News - Three taxes, three jurisdictions

Three taxes, three jurisdictions

Published on: May 23, 2019

When it comes to corporate tax rates, Asia varies widely with some countries operating very complex tax regimes, others preferring to keep things simple and low

The Philippines tax rate stands at 30% yet there are numerous schemes and exemptions available for companies. Malaysia’s tax rate is now at 24% with an effective tax rate even lower and Indonesia reduced its tax rate from 28% to 25%. Among the region a few jurisdictions stand out for their low and simple tax rates:

  • Hong Kong

Hong Kong is one of the leading business and finance centres in Asia with many firms attracted to the city due to its location near China and favourable tax rates. For corporations earning HK$2 million on assessable profits an 8.25% tax rate is applied. (the remaining profits after HK$2 million are taxed at 16.5%). Withholding tax ranges from 0% to 4.95% and property tax stands at 15%.

  • Labuan

Labuan International Business and Financial Centre (Labuan IBFC) is a successful mid-shore jurisdiction serving corporate and international financial services, located on the island of Labuan (one of the three federal territories of Malaysia). Labuan has a very preferential tax regime minimal foreign exchange controls and minimal taxes among other benefits. Corporate tax ranges from 3% (for international revenue) to 24% (for local Malaysian revenue) and there are few other taxes for firms and investors to think about. The jurisdiction keeps zero taxes on most other areas including Capital gains, Withholding tax (dividends, interest, management fee, royalty, technical fees), Sales and Service Tax (Outside Malaysia and within Labuan) among others.

  • Singapore

Singapore is a very business-friendly jurisdiction, and this is reflected in its corporate taxation policy. Taxes start at 17% although start-ups are exempt from taxation in the first three years of operation. Withholding tax ranges from 0% - 22% and real estate tax progressively rises from 0% to 20%. There is a 7% Goods and Services Tax and capital gains and dividends are not taxed.
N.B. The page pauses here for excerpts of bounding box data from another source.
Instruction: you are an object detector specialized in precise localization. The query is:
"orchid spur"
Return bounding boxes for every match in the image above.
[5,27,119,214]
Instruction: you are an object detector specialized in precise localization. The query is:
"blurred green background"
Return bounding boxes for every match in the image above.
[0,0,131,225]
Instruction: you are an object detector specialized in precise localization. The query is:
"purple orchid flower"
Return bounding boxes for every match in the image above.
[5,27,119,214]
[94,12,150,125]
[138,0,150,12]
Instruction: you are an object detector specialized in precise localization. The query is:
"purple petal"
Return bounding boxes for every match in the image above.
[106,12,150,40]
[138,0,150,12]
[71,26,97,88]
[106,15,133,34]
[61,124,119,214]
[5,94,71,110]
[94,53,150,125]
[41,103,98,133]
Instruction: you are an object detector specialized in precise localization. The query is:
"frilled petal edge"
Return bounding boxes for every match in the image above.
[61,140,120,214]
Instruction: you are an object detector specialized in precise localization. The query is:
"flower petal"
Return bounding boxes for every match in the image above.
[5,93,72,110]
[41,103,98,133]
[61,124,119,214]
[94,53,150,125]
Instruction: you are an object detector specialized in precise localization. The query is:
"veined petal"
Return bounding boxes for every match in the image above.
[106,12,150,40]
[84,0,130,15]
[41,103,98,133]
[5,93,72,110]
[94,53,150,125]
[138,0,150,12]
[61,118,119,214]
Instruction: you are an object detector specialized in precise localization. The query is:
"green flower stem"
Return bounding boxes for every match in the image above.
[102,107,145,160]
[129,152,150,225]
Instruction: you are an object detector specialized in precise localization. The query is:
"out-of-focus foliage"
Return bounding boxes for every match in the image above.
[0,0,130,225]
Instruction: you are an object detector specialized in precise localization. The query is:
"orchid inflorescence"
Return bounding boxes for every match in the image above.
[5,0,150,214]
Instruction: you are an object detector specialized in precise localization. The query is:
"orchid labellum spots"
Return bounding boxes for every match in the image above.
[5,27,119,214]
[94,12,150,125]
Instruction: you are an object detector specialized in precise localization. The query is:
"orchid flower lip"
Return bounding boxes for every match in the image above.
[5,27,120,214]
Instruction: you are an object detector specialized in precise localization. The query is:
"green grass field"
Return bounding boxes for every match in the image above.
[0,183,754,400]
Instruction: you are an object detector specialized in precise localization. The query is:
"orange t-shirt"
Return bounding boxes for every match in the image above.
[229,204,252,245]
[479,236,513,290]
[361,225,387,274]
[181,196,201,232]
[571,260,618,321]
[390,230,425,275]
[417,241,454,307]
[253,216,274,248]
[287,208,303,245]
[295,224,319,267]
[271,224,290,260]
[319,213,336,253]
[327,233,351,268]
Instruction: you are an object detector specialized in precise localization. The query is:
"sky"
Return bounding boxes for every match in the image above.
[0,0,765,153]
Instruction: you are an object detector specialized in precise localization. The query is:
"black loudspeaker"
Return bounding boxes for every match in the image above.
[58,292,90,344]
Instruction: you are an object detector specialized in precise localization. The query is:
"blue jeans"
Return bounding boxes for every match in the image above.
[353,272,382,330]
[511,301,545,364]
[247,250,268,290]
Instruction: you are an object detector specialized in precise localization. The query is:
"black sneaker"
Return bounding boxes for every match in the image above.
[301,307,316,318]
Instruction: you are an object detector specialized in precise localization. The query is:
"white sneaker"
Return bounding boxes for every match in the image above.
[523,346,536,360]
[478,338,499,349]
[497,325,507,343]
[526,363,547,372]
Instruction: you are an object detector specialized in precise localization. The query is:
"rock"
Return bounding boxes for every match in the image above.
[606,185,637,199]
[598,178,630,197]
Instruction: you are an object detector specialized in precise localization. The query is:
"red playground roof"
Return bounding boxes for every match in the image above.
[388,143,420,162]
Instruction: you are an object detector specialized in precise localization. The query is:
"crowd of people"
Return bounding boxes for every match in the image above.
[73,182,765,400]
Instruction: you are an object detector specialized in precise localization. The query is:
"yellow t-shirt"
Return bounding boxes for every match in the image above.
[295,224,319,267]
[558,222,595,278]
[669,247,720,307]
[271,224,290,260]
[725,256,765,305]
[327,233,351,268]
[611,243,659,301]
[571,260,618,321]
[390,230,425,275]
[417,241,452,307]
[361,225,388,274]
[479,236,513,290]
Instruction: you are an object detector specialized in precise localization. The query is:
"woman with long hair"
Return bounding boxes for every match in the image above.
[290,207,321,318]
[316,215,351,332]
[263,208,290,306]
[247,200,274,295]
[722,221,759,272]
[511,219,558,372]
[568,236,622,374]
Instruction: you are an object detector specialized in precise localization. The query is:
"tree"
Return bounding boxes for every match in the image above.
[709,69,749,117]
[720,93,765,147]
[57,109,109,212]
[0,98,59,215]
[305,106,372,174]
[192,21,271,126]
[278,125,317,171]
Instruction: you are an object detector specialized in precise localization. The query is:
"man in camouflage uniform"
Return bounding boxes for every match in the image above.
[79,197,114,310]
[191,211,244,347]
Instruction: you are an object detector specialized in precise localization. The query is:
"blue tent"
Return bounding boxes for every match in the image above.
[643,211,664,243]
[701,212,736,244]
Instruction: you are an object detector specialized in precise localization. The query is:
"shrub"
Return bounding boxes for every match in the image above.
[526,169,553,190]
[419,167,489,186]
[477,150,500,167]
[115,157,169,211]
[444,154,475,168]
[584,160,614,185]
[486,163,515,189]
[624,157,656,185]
All three jurisdictions have chosen to simplify and reduce their tax rates and have benefitted from the foreign and local investment and business activity that this generates. As we see the ASEAN region further integrate it will be interesting to see if other countries choose to replicate this model and harmonise their own tax rates with Singapore, Hong Kong and Labuan. Meanwhile, these three locations will continue to be the main low tax destinations in Asia.